In your face:
Biased judgement of fear-anger expressions in violence offenders.

2. Analysis of Basic Emotion Recognition¶

This is an analysis of a basic emotion recognition paradigm, where 12 faces (6 female, 6 male) were shown to the participants, each displaying all basic expressions (happy, sad, angry, fearful, disgusted, suprised + neutral).
Hence, there are 12 trials per expression and 12*7=84 trials in total for each participant.

importing modules¶

import numpy as np
import pandas as pd

import os
import fnmatch

import seaborn as sns
import matplotlib.pyplot as plt
%matplotlib inline

from myBasics import *

get logfiles¶

def getLogfile(whichfolder, whichexperiment):

    loglist = []
    for fileName in os.listdir(whichfolder):
        if fnmatch.fnmatch(fileName, whichexperiment):
            loglist.append(whichfolder+fileName)
    return loglist

logList = getLogfile('../experiment/data/','*facesParametric*.csv')
logList.sort()

Example:

logList[:5]

['../experiment/data/A_10_facesParametric_2015_Sep_20_1307.csv',
 '../experiment/data/A_11_facesParametric_2015_Sep_25_1753.csv',
 '../experiment/data/A_12_facesParametric_2015_Oct_11_1221.csv',
 '../experiment/data/A_13_facesParametric_2015_Oct_11_1620.csv',
 '../experiment/data/A_14_facesParametric_2015_Nov_01_1250.csv']

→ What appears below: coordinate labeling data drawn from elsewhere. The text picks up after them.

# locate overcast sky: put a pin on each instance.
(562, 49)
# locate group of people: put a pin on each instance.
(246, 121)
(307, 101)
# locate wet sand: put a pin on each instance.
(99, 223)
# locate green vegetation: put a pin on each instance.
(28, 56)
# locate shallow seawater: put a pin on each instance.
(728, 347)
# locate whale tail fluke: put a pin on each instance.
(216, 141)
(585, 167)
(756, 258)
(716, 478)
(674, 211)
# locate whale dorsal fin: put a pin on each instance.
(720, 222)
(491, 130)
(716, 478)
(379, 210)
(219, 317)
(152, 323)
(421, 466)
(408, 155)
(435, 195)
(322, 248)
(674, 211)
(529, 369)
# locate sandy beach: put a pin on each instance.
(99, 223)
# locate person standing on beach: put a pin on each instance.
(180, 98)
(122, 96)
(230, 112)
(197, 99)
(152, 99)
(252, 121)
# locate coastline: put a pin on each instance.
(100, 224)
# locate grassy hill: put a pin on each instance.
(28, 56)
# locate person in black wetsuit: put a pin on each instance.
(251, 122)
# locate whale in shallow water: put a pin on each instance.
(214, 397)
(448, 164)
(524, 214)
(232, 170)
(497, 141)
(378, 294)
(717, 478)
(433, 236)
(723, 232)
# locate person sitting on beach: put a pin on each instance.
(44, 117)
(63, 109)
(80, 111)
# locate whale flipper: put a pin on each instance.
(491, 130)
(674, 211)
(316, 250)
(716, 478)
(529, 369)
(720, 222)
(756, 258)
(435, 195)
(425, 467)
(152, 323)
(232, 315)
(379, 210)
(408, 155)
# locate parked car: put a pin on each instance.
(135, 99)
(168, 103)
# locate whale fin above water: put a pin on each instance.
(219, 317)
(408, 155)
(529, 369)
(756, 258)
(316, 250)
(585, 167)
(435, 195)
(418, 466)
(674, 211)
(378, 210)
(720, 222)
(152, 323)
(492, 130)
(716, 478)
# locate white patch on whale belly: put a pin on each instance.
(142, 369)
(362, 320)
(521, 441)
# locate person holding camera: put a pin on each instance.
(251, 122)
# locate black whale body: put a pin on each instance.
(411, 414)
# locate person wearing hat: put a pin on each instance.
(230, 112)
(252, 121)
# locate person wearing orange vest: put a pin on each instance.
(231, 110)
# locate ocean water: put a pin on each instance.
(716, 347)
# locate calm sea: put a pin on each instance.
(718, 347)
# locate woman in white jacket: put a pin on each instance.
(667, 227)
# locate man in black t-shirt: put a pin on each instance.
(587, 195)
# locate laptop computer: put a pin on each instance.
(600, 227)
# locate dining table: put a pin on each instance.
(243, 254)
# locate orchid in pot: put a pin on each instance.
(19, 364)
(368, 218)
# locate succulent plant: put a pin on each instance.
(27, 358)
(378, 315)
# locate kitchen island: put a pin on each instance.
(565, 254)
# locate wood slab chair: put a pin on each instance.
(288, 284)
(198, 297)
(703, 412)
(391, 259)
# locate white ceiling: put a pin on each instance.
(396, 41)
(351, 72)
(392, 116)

Extract Responses from logfile¶

def getBasicResps(fileName):
    df = pd.read_csv(fileName)

    ## merge scales into one column
    
    # convert None to NaN
    df = df.replace(r'None', np.nan, regex=True)
    df['basicRating1.response'] = df['basicRating1.response'].fillna(df['basicRating2.response']).fillna(df['basicRating3.response']).fillna(df['basicRating4.response'])
    df['basicRating1.rt'] = df['basicRating1.rt'].fillna(df['basicRating2.rt']).fillna(df['basicRating3.rt']).fillna(df['basicRating4.rt'])
   
    # boil down to just the essentials
    thisDf = pd.concat([df['img'],
                        df['basicRating1.response'],
                        df['basicRating1.rt']
                       ],axis=1)
    
    return thisDf[1:85]

Example:

getBasicResps(logList[-1]).head()

Get Conditions from Filenames¶

def getConds(df):
    
    df['conds'] = [entry[entry.find('_')+1:entry.rfind('_')] for entry in df['img'] ]
    df = df.sort_values(by='conds')
    df.index = [df['conds'],df.index]
    
    return df

Example:

getConds(getBasicResps(logList[-1])).head()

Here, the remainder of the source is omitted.